My sons birthday went good. I wasn't perfect but it went well. We had one argument that was most likely my fault but everything is good this AM. Thanks for everyones concern!
Well everyone have a great weekend! Hope the weather gets better, its rained all week!
Hi from Carol
Managed to not drink on the plane. Doing ok. More later, Carol
Guest posts not working
Hi all, I thought I would try to post without registering. I don't know what a reasonable time to wait is, but it's been over 3 hours and it's not showing up. I got a message that said the moderators had to do something with it for it to show.

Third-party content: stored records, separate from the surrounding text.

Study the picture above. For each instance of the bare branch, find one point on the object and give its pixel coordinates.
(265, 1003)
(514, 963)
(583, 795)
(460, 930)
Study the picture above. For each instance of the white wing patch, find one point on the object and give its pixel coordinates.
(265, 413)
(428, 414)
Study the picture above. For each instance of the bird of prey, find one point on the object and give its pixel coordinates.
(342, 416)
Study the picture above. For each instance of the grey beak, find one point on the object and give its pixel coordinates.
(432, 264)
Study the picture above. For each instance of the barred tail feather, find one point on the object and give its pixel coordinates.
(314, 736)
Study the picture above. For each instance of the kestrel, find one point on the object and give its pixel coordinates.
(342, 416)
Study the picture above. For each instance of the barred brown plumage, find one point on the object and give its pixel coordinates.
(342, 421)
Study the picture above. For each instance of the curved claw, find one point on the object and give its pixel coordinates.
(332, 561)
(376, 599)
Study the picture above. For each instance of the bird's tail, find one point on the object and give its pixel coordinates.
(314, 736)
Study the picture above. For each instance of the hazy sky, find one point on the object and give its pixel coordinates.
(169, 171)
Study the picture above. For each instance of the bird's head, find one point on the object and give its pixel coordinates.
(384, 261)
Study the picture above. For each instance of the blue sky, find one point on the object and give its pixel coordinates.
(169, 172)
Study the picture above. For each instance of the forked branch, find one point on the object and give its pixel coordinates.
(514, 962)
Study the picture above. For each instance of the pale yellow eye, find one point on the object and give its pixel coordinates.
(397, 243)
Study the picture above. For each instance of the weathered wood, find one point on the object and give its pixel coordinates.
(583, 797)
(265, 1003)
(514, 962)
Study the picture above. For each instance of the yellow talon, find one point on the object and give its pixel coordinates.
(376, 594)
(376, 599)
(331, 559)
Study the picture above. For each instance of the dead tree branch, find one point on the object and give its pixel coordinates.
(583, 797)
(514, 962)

Patrick, kjbp, Sam, Samantha, Sylvane, do you see the message from Carol or did it just disappear? I just tried a second one also just a minute ago.
I agree with That guy, this forum can be a real lifeline. It would be a shame if guests posts aren't working. Patrick I know you did it successfully. But That guy hasn't been able to and neither have I. I tried other days too but they were obvious test messages so I just figured y'all thought there wasn't a need to post them, but now I wonder if they were seen at all.
Please help. Thanks! Carol
Why can't everyone just register and sign on? I never have a problem! Patrick, you may want to extend the "close out" time! I don't know what the problem is!!
Carol, I see both your messages and I'm just a "Junior Member"! Is it because your trying to sign in from a smart phone instead of a land line or laptop computer? Good luck and don't get frustrated!!
Last edited by Billy; 05-21-2011 at 12:34 PM.